Baylor College of Medicine and the Law Center already have a joint M.D./J.D. program, which takes about six years to complete.
“There are no plans to discontinue the program with Baylor College of Medicine,” said Assistant Dean of Admissions Pilar Mensah. “We are hopeful that we will be able to establish a similar program with the UH College of Medicine.”
The Law Center’s website describes the degree as an educational program that highlights the relationship between law and medicine and provides students an important enrichment in their interdisciplinary studies.
“The students are in a unique position to address the societal need for training physicians who are well versed in the law,” Mensah said. “The career options for these students are endless, as they can opt to practice law with an emphasis in health law, as their medical degree would make them uniquely equipped for this type of position.”
The dual degree plan was offered as early as 2004 to UH students. Currently, there are two students pursuing this path, Mensah said.
Back in May, Gov. Greg Abbott signed a bill to create a medical school at the university.
The incoming college of medicine will be the university’s 15th academic college and is projected to admit 30 students in the inaugural class.

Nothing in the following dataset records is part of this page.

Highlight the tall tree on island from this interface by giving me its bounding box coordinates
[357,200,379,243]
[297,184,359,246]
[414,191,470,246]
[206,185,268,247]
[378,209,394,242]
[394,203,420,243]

“We intend to accomplish this bold undertaking by establishing a medical school that will produce a diverse group of graduates with a deep understanding of the social determinants of health and a commitment to providing compassionate, high-value care to underserved populations,” said founding dean Stephen Spann in a message on the upcoming college’s webpage.
The program permits students to complete their degrees in six years rather than the minimum of seven years, Mensah said. It does go through a provision of summer programs, careful course sequencing and limited dual crediting of courses relevant to both medicine and law.

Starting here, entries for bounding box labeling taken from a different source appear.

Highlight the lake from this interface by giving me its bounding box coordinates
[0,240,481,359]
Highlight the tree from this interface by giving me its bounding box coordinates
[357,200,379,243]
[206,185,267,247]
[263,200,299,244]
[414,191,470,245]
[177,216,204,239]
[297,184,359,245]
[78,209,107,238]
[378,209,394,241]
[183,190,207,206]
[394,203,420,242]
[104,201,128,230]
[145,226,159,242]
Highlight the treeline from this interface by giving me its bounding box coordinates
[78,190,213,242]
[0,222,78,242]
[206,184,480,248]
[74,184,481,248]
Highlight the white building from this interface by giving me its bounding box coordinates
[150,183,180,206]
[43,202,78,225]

Students in this program attend their first, second and fifth years of study at the Baylor College of Medicine, begin their law school curriculum during their third and fourth years and complete both degrees in their sixth year.
The Law Center has a few other dual degree options listed as well, one for public health and another in public administration.
“The students can enter into the medical field and use their legal expertise as an asset in their practice,” Mensah said.